Mongoose Cursors with Many Documents and Load

We've been using mongoose in Node.Js/Express for sometime and one of the things we are not clear about is, what happens when you have a query using find and you have a large result set of documents. For example, let's say you wanted to iterate through all your users to do some low-priority background processing.

let cursor = User.find({}).cursor();
cursor.on('data',function(user) {
   // do some processing here 
});

My understanding is that cursor.on('data') doesn't block. Therefore, if you have let's say 100,000 users, you would overwhelm the system trying to process 100,000 people nearly simultaneously. There does not seem to be a "next" or other method to regulate our ability to consume the documents.

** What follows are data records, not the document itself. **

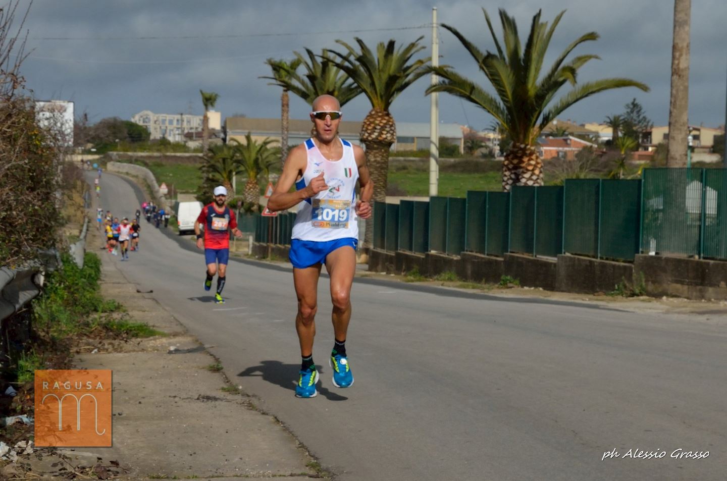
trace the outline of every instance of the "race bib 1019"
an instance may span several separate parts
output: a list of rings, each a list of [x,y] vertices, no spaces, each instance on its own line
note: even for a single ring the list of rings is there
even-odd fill
[[[321,229],[346,229],[350,217],[350,201],[313,199],[313,226]]]

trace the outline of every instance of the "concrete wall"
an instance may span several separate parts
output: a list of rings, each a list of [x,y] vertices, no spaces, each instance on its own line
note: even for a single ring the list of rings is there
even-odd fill
[[[520,280],[520,285],[555,290],[555,261],[519,254],[505,254],[505,275]]]
[[[123,162],[108,162],[106,164],[106,170],[109,172],[126,174],[126,175],[132,175],[134,177],[143,179],[147,182],[147,183],[149,184],[149,187],[151,188],[151,193],[154,197],[154,202],[156,202],[157,205],[163,206],[164,209],[170,209],[169,201],[159,191],[159,186],[156,183],[156,179],[154,178],[154,174],[152,174],[151,171],[146,167],[136,166],[133,163],[124,163]]]
[[[634,279],[642,275],[649,296],[727,299],[727,262],[664,256],[638,255]]]
[[[634,266],[626,262],[561,255],[555,270],[555,290],[563,292],[608,294],[624,283],[633,286]]]

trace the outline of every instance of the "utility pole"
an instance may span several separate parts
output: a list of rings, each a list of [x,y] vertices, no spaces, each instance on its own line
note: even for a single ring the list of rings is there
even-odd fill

How do you process large document result sets?

Solution

Mongoose actually does have a .next() method for cursors! Check out the Mongoose documentation. Here is a snapshot of the Example section as of this answer:

// There are 2 ways to use a cursor. First, as a stream:
Thing.
  find({ name: /^hello/ }).
  cursor().
  on('data', function(doc) { console.log(doc); }).
  on('end', function() { console.log('Done!'); });

// Or you can use `.next()` to manually get the next doc in the stream.
// `.next()` returns a promise, so you can use promises or callbacks.
var cursor = Thing.find({ name: /^hello/ }).cursor();
cursor.next(function(error, doc) {
  console.log(doc);
});

// Because `.next()` returns a promise, you can use co
// to easily iterate through all documents without loading them
// all into memory.
co(function*() {
  const cursor = Thing.find({ name: /^hello/ }).cursor();
  for (let doc = yield cursor.next(); doc != null; doc = yield cursor.next()) {
    console.log(doc);
  }
});

With the above in mind, it's possible that your data set could grow to be quite large and difficult to work with. It may be a good idea for you to consider using MongoDB's aggregation pipeline for simplifying the processing of large data sets. If you use a replica set, you can even set a readPreference to direct your large aggregation queries to secondary nodes, ensuring that the primary node's performance remains largely unaffected. This would shift the burden from your server to less-critical secondary database nodes.

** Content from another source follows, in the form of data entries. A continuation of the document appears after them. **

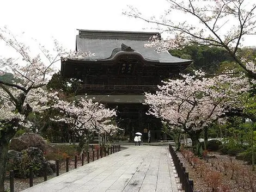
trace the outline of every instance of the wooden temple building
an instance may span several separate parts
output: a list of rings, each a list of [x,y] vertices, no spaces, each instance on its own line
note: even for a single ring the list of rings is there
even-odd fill
[[[62,62],[61,75],[81,80],[76,94],[115,108],[117,123],[133,140],[136,132],[148,140],[166,139],[159,120],[146,114],[143,104],[145,92],[155,92],[161,80],[174,78],[192,60],[157,53],[145,47],[149,38],[158,33],[78,30],[76,49],[90,51],[95,57]]]

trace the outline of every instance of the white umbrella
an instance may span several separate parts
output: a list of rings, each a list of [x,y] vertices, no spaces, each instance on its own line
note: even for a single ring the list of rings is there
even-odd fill
[[[137,132],[135,133],[136,135],[142,135],[142,133],[139,132]]]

If your data set is particularly large and you perform the same calculations on the same documents repeatedly, you could even consider storing precomputed aggregation results in a "base" document and then apply all unprocessed documents on top of that "base" as a "delta"--that is, you can reduce your computations down to "every change since the last saved computation".

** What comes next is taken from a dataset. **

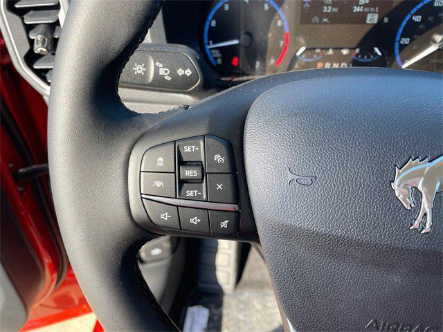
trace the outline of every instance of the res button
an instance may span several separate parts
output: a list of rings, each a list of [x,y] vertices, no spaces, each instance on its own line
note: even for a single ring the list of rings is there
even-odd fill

Finally, there's also the option of load balancing. You could have multiple application servers for processing and have a load balancer distributing requests roughly evenly between them to prevent any one server from becoming overwhelmed.

There are quite a few options available to you for avoiding a scenario where your systems becomes overwhelmed from all of the data processing. The strategies you should employ will depend largely on your particular use case. In this case, however, it seems as though this is a hypothetical question, so the additional strategies noted probably will not be things you will need to concern yourself with. For now, stick with the .next() calls and you should be fine.